正则中的字符类、边界、可选项、量词

正则中的字符类、边界、可选项、量词

字符匹配
[A-Za-z_][A-Za-z_0-9]* 匹配编程语言的标识符;
0[xx][A-Fa-f0-9]+ 匹配一个C风格的十六进制数;
[^0-9\r\n] 匹配除数字与换行符外的所有字符;
q[^u] 匹配在 q 后不是字符 u 的字符串;
q(?!u) 匹配在 q 后不是字符 u 的所有字符 q;

特殊符号 \Q*\d+*\E 匹配 *\d+*
(\Q*\d+*\E)+ 匹配 *\d+**\d+*

在绝大多数的正则风格里,方括号]中的只有:反斜杆\、插入符^、连字符- 这3种特殊字符需要转义,其他特殊字符都不需要额外转义. []x] 匹配闭合方括号或x;[^]x] 匹配任意不是闭合方括号或x的字符; [-x][x-]匹配x或连字符;[^-x][^x-]匹配任意不是x或连字符的字符; [.*$] 匹配.号、*号、美元号;

([0-9])\1+ 匹配重复数字;

字符类差集(仅XPath,.NET,JGsoft支持)
[a-z-[aeiuo]] 匹配一个辅音字符,等价于[b-df-hj-np-tv-z]; 嵌套: [0-9-[0-6-[0-3]]] 匹配 0123789,等价于[0-37-9][^1234-[3456]] 匹配 1,2,3,4,5,6 之外的所有数字;

字符类交集(仅Java,Ruby,JGsoft支持)
[a-z&&[^aeiuo]] 匹配一个辅音字符,等价于[b-df-hj-np-tv-z]
嵌套: [^1234&&[3456]] 匹配 5,6,等价于[56]
[1234&&[^3456]] 匹配 1,2,等价于[12]

速记字符类
\d is short for [0-9];
\w stands for “word character”, it always matches the ASCII characters [A-Za-z0-9_];
\s stands for “whitespace character”, it includes [ \t\r\n\f];

Negated Shorthand Character Classes
\D is the same as [^\d], \W is short for [^\w] and \S is the equivalent of [^\s];
[\D\S] is not the same as [^\d\s], [\D\S] matches any character digit, whitespace, or otherwise ;

\h matches horizontal whitespace,which includes the tab and all characters in the “space separator” Unicode category;
\v matches “vertical whitespace”, which includes all characters treated as line breaks in the Unicode standard, it is the same as [\n\cK\f\r\x85\x{2028}\x{2029}] ;

XML字符类(仅XML Schema,XPath,JGsoft V2支持) \i matches any character that may be the first character of an XML name.
\c matches any character that may occur after the first character in an XML name.
\i\c* matches an XML name like xml:schema. <\i\c*\s*> matches an opening XML tag without any attributes. </\i\c*\s*> matches any closing tag. <\i\c*(\s+\i\c*\s*=\s*("[^"]*"|'[^']*'))*\s*> matches an opening tag with any number of attributes. <(\i\c*(\s+\i\c*\s*=\s*("[^"]*"|'[^']*'))*|/\i\c*)\s*> matches either an opening tag with attributes or a closing tag.

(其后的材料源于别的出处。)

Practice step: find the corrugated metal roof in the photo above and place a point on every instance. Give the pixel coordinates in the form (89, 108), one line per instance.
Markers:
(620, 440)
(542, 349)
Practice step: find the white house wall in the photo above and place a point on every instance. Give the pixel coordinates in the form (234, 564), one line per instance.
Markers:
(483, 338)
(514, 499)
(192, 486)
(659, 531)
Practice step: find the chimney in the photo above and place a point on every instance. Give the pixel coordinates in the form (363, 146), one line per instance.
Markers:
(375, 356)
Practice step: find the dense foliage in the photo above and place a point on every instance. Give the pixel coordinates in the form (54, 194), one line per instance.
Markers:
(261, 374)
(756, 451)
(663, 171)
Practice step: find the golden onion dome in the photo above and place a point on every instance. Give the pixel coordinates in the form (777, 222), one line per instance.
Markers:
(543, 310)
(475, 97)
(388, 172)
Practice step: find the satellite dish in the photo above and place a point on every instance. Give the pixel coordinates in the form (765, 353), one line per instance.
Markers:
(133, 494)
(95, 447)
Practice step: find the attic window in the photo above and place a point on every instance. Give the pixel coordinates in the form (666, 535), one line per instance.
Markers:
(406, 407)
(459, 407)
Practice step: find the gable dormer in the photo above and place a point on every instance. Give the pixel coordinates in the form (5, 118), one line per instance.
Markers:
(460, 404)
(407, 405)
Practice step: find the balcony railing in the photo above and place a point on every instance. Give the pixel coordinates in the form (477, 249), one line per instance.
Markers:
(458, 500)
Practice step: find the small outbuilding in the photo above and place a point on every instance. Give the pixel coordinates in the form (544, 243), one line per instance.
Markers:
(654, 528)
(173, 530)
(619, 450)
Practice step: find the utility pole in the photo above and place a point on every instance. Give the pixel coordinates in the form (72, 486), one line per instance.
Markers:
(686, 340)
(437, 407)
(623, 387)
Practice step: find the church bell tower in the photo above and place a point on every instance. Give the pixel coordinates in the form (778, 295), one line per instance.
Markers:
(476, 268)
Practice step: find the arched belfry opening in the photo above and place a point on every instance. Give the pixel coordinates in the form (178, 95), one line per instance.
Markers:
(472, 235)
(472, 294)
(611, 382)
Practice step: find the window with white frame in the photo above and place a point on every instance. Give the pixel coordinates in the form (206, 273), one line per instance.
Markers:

非XML支持的Regex flavors 匹配XML If XML files are plain ASCII ,can use [_:A-Za-z] for \i and [-._:A-Za-z0-9] for \c.

If want to allow all Unicode characters that the XML standard allows. Instead of \i you would use: [:A-Z_a-z\u00C0-\u00D6\u00D8-\u00F6\u00F8-\u02FF\u0370-\u037D\u037F-\u1FFF\u200C-\u200D\u2070-\u218F\u2C00-\u2FEF\u3001-\uD7FF\uF900-\uFDCF\uFDF0-\uFFFD]
Instead of \c you would use: [-.0-9:A-Z_a-z\u00B7\u00C0-\u00D6\u00D8-\u00F6\u00F8-\u037D\u037F-\u1FFF\u200C-\u200D\u203F\u2040\u2070-\u218F\u2C00-\u2FEF\u3001-\uD7FF\uF900-\uFDCF\uFDF0-\uFFFD]

Use The Dot Sparingly
[01]\d[- /.][0-3]\d[- /.]\d\d matchs a date in mm/dd/yy format;
"[^"\r\n]*" matches "string" which is proper than ".*";

Anchors ^\d+$ match the entire string must consist of digits; ^\s+ matches leading whitespace and \s+$ matches trailing whitespace;

\A only ever matches at the start of the string. Likewise, \Z only ever matches at the end of the string. These two tokens never match at line breaks. POSIX regular expressions use \` (backtick) to match the start of the string, and \' (single quote) to match the end of the string.

Word Boundaries
The metacharacter \b is an anchor like the caret and the dollar sign. It matches at a position that is called a “word boundary”. This match is zero-length. \b allows you to perform a “whole words only” search using a regular expression in the form of \bword\b.
\w are the characters that are treated as word characters by word boundaries. \B is the negated version of \b. \B matches at any position between two word characters as well as at any position between two non-word characters.
Besides,GNU also uses its own syntax for start-of-word and end-of-word boundaries. \< matches at the start of a word, like Tcl’s \m. \> matches at the end of a word, like Tcl’s \M.
The POSIX standard defines [[:<:]] as a start-of-word boundary, and [[:>:]] as an end-of-word boundary.

Optional Items
colou?r matches both colour and color.
Nov(ember)? matches Nov and November.

You can also use curly braces to make something optional. colou{0,1}r is the same as colou?r.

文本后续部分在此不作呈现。